In effetti, per noi che amiamo gli animali qualche euro (se davvero così fosse) da pagare ai comuni per aiutarli ad affrontare meglio il problema del randagismo non sarebbe poi una cosa spropositata. Ma se non la è per me e per te (che magari faremmo una rinuncia da un’altra parte) potrebbe costituire un problema per altri.
L’onorevole Mancuso parla di "opportune esenzioni", però non vedo facile la via dei distinguo. Quindi, alla fine, anche se una tassa sugli animali (ma quali, poi? Solo i cani sono rilevabili, in quanto iscritti all’anagrafe canina… ma i gatti? I furetti? I criceti? I pesciolini rossi?…) non sarebbe una cosa così terribile, la vedo comunque difficile da organizzare e gestire. E comunque esiste sempre il rischio che diventi controproducente.
Quindi meglio così: che ancora una volta tutto si sia risolto in una bolla di sapone.
Vorrei invece fare una considerazione su quella che l’onorevole Mancuso definisce bufala. In effetti, appena ho ricevuto una valanga di comunicati di protesta dalle varie fonti animaliste e dall’ufficio stampa di quella che non si sa perché continua a definirsi "ex ministro" Brambilla (come se io mi facessi chiamare "ex ventenne", o "ex studentessa"…) sono rimasta perplessa. Mi è sembrata una levata di scudi un po’ frettolosa e superficiale. E infatti poi è emersa la verità: non c’era nessuna legge in procinto di essere approvata, ma solo una proposta che la Commissione stessa ha giudicato inopportuna. Tutto qui.

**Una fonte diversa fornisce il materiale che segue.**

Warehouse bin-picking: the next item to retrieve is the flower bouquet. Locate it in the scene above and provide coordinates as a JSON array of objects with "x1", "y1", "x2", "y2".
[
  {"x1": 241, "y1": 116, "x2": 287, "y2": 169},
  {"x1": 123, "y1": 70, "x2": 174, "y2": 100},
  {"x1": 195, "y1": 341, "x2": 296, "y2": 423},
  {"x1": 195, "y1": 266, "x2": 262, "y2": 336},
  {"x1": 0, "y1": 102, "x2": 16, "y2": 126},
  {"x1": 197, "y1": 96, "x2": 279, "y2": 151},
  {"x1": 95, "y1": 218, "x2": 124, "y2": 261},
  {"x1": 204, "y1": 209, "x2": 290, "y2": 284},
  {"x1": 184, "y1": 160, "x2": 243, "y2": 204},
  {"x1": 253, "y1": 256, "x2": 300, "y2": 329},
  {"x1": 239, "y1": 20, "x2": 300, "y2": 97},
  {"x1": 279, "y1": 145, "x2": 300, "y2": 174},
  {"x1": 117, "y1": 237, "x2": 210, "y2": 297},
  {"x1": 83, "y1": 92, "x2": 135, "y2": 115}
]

Però ancora una volta devo rilevare come il mondo animalista a volte esageri con le reazioni, le proteste, i comunicati inviati alla rete a tambur battente.
Per ogni moschino che vola ormai parte un comunicato stampa di questa o quella associazione per protestare, per inveire, per "sollevare il caso" e il relativo polverone. Tutto diventa un affare di stato: anche una dichiarazione avventata, una semplice intenzione, un puro equivoco.
Il troppo rischia di sortire l’effetto opposto, di stancare chi non è così "addosso" alle problematiche degli animali come invece siamo noi, di ottenere una reazione di rifiuto anziché il giusto sostegno. Ciò a cui dobbiamo puntare, invece, è la presa di coscienza da parte di tutti per fare passi avanti concreti sulla strada dei diritti degli animali, che tanto amiamo ma che a volte qualcuno sventola a sproposito come una bandiera, quando sarebbe meglio lavorare senza toni urlati, ma con l’esempio costante, con equilibrio, senza mai mollare.
Se si continua a urlare per qualunque cosa, si finisce per infastidire o far scappare i nostri interlocutori. Si creano antipatia e stanchezza, anziché simpatia e interesse. Non per niente il Fondo Amici di Paco ha fatto suo il motto "persuadere con dolcezza". Lo facciamo da anni, ottenendo risultati che nel tempo si sono stratificati e consolidati.
Per quanto riguarda invece la tua proposta di tassare i pedigree, anche se interessante, sinceramente non la trovo una strada percorribile.
L’allevamento dei cani è una tradizione che fa parte della storia dell’uomo, e naturalmente del cane. E, se condotto entro termini leciti, legittimi, senza snaturare l’identità psicosomatica del cane, senza violentarne la natura e il benessere psicofisico, non me la sento di stigmatizzarlo.
Come ho già detto in passato non ho nulla contro le razze. Ciò che mi preme, piuttosto, è che, di razza o no, ogni cane sia amato, rispettato, accudito come merita.
In ogni caso il tuo punto di vista, per il quale ti ringrazio, è molto interessante. Tanto che oltre che qua, sul mio sito, lo pubblicherò sulla rivista "Amici di Paco", che viene diffusa in 12.000 copie e arriva anche a veterinari e ad alcuni politici attenti alle questioni animaliste.